# Kings Sign Jamal Sampson



## Weasel (Oct 18, 2003)

http://www.nba.com/kings/news/Kings_Sign_Jamal_Sampson-148531-58.html 



> The Sacramento Kings today signed free agent Jamal Sampson, according to Kings’ President of Basketball Operations Geoff Petrie. Per club policy, terms of the contract were not disclosed.
> 
> Sampson, a 6-11, 235-pound forward-center, appeared in 23 games last season for the Charlotte Bobcats, averaging 3.4 ppg (.452 FGs), 5.3 rpg and 14.2 mpg. His signing with the Kings marks his fourth NBA team in as many seasons.


----------



## Pejavlade (Jul 10, 2004)

I just saw it on the score. Hes a big body and should be able to provide us with some interior defence and rebounding, but hes not a starter by any means. Welcome to the Kings.


----------



## Pejavlade (Jul 10, 2004)

Striking similarity between Ronny Turiaf and Jamal Sampson. When I heard about this trade thats the first thing that came to my head.


----------



## Mr. Clutch (Jun 5, 2005)

Good pickup, but whats gonna happen with our other bigs?


----------



## maKINGSofgreatness (Aug 17, 2003)

I guess I like Sampson more than the rest. He needs some weight to play center, but he's only 22, and in limited minutes, he puts up stratospheric rebounding rates.


----------



## Twix (Mar 19, 2005)

I read that he's cousin with former King Ralph Sampson.

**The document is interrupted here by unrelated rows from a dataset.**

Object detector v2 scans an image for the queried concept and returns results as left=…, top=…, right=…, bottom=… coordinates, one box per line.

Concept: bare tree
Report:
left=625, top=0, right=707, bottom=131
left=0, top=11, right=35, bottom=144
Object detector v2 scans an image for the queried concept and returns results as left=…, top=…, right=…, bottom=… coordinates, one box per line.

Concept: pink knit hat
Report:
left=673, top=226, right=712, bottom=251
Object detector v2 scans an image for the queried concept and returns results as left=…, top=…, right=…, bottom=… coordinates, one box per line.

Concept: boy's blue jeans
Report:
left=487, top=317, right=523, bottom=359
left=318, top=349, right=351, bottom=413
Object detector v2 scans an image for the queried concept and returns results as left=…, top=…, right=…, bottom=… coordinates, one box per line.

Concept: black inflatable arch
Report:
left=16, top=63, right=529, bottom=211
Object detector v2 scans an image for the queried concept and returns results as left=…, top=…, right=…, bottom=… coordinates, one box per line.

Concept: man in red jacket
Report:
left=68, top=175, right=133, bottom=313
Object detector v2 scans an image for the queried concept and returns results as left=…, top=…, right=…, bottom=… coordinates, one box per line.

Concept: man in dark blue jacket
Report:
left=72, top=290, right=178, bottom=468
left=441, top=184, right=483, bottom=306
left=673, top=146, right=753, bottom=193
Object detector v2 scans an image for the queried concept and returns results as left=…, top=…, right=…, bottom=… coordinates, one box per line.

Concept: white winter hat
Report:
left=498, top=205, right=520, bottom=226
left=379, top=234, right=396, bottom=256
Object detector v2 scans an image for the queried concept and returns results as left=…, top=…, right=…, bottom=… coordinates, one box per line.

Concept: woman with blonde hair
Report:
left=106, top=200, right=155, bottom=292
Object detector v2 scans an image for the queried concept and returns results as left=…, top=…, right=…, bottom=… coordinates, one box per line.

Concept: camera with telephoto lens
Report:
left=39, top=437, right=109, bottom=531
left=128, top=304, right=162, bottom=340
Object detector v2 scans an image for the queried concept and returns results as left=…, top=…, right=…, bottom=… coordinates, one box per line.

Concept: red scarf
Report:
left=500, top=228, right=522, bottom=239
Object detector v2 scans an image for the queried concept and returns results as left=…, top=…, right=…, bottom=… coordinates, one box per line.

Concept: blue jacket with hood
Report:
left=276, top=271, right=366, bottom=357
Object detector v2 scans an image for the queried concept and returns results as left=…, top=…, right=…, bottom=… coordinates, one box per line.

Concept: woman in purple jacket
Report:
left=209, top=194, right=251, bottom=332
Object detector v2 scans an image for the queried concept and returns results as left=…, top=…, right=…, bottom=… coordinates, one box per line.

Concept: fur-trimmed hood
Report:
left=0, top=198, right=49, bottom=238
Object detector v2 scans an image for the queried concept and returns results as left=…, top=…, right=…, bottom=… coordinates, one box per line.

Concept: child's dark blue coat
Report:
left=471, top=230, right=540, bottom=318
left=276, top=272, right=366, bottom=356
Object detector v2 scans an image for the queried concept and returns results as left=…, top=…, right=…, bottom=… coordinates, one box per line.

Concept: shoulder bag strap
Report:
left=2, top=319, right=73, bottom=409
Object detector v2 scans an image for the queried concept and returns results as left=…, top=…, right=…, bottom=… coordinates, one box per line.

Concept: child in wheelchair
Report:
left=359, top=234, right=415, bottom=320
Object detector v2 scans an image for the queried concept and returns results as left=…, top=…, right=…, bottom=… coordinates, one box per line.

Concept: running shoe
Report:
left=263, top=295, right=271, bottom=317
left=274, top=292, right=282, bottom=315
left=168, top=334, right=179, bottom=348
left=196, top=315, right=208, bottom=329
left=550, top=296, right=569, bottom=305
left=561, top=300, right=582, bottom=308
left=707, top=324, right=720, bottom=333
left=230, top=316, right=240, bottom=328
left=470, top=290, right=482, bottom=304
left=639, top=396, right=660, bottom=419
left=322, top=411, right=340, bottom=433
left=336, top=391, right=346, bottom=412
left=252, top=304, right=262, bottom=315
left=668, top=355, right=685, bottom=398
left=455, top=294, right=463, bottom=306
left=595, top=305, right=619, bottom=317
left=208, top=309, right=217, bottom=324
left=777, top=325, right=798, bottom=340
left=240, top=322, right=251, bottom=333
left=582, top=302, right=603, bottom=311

Welcome to the Kings, Jamal!!! :clap:


----------



## Peja Vu (Jun 9, 2002)

I called this 3 years ago with my very first post:

http://basketballboards.net/forum/showthread.php?p=2578#post2578


----------



## Pejavlade (Jul 10, 2004)

Peja Vu said:


> I called this 3 years ago with my very first post:
> 
> http://basketballboards.net/forum/showthread.php?p=2578#post2578


Thats wierd maybe its ment to be. Too bad Vlade isnt here anymore to help him out.


----------



## DANNY (Aug 9, 2005)

haha jamal sampson... what a bust


----------



## PejaHolic (Aug 4, 2005)

He's solid, he's young, and has potential. Welcome to the KINGS! :cheers:


----------



## DANNY (Aug 9, 2005)

i say he gets cut on the first day


----------



## Peja Vu (Jun 9, 2002)

dannyM said:


> i say he gets cut on the first day


 Yeah, He's probably just training camp fodder. But if he shows anything, maybe they can stash him on the IR.

- - - - - - 

His NBADraft.net profile: http://nbadraft.net/profiles/jamalsampson.htm



> Strengths: The dreaded "P" word. Jamal has great potential. But at this point his game is very raw. However, 7 footers with his athleticism are not a dime a dozen. Has long arms and very good shot blocking ability. Has the potential to be among the game's elite centers, but has a lot of dedication and hard work in front of him before he can even think about that. Has excellent quickness for a 6-11 bigman. Good shot blocker/rebounder with touch around the basket.
> 
> Weaknesses: Lack of skills. Jamal will be another player on the 3-4 year plan. A high risk/reward type. Sometimes these (early entrant) players blossom into superstars and sometimes they fizzle into duds. Had injury problems in high school. Lack of strength will keep him from making much of a splash quickly. Desire is still under question. Doesn't appear to be the most disciplined player.


----------



## Drk Element (Nov 10, 2004)

i doubt he will be a blow.


----------